(BFM Bourse) - Michael Burry a expliqué dans un post publié sur X que les groupes comme Meta, Amazon ou Microsoft augmentaient leurs bénéfices en étendant la durée de vie de composants technologiques, engendrant de moindres charges de dépréciation. Un argument qui risque de ne pas suffire pour convaincre le marché que l'IA est dans une bulle sur le point d'éclater.
Michael Burry est probablement l'investisseur le plus connu au monde, après Warren Buffett. Le gestionnaire du fonds Scion Asset Management avait eu l'audace de prédire assez vite (dès le milieu des années 2000) la crise des "subprimes" qui balaiera la planète Finance en 2008.

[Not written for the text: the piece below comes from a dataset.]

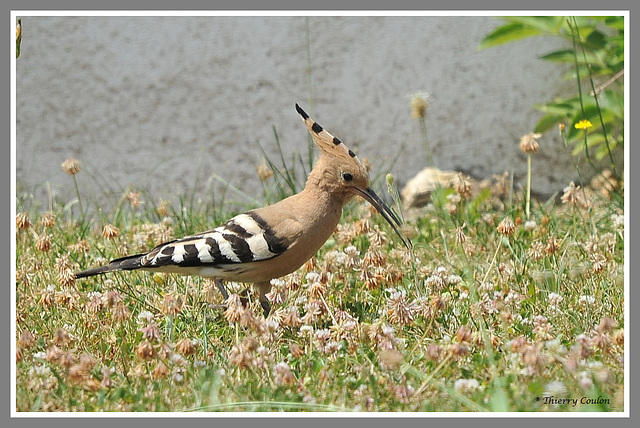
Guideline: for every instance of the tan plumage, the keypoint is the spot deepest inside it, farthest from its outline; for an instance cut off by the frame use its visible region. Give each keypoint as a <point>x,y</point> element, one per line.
<point>272,241</point>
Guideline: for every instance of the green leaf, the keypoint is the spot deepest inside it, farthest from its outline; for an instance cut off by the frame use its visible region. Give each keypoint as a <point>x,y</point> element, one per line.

Selon Fortune, ce pari qui avait alors été réalisé envers et contre tous, lui a permis d'engendrer un profit personnel estimé autour de 100 millions de dollars (et autour de 700 millions de dollars aux bénéfices de ses clients).
Son histoire (et celle d'une poignée d'autres traders dans la même situation que lui) est narrée dans le film "The Big Short" (2015), lui même tiré d'un livre de Michael Lewis. L'acteur gallois Christian Bale incarne Michael Burry sur grand écran.
Selon ses propres dires, l'opérateur de marché est d'ailleurs surnommé "Cassandre" (du nom du personnage dans la mythologie grecque qui prédit la chute de la cité de Troie) par Warren Buffett.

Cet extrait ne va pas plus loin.